European markets have continued the negative theme established in the Asian session, with fears over a growing Chinese crisis growing to the detriment of market sentiment. A raft of PMI surveys released throughout Europe this morning continued the concerning theme of economic deterioration, with both Spain and Italy seeing their services sector fall into contraction. Meanwhile, the downward revisions to German, French, and eurozone composite PMI surveys highlight a worsening in economic conditions over the course of August alone.

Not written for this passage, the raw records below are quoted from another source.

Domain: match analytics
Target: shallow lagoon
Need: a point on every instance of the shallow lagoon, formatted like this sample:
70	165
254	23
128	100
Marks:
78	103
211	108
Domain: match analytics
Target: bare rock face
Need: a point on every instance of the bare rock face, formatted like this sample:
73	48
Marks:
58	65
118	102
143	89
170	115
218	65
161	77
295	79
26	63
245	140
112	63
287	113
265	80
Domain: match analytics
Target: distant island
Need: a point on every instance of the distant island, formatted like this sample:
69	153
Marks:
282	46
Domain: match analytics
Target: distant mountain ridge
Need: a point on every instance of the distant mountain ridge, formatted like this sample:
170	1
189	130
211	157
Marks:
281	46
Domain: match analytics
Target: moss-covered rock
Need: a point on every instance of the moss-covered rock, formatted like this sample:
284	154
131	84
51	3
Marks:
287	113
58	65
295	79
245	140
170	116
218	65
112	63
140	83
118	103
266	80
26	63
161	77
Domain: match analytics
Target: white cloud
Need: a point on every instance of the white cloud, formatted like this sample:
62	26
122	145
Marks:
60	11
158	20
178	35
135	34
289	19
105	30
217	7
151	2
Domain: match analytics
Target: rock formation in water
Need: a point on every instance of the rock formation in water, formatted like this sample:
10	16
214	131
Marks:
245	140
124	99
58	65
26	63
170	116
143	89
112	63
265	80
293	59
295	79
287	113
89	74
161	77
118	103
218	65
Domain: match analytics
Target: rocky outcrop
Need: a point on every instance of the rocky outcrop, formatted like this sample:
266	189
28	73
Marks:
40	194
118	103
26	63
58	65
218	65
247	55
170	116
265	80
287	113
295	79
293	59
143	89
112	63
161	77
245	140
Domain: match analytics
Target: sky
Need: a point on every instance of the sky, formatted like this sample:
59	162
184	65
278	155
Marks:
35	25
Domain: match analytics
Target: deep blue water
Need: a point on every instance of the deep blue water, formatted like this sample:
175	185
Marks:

Inflationary fears are regaining traction as energy prices start to push steadily higher. While WTI crude has started to fade this morning, it comes off the back of a Friday spike that pushed the key gauge into the highest level since November 2022. This recent rise in crude has already had a tangible impact on consumer prices, with UK drivers hit by one of the biggest monthly fuel price hikes in over 20-years last month.
Looking ahead, US factory orders data will be followed closely, with markets forecasting a potential July collapse that could see the biggest contraction since the Covid related slump in mid-2020. Coming off the back of a US jobs report that saw a jump in unemployment and a 30k downside revision to the prior payrolls release, a sharp contraction in factory orders today could similarly raise concerns that the US economy is rolling over.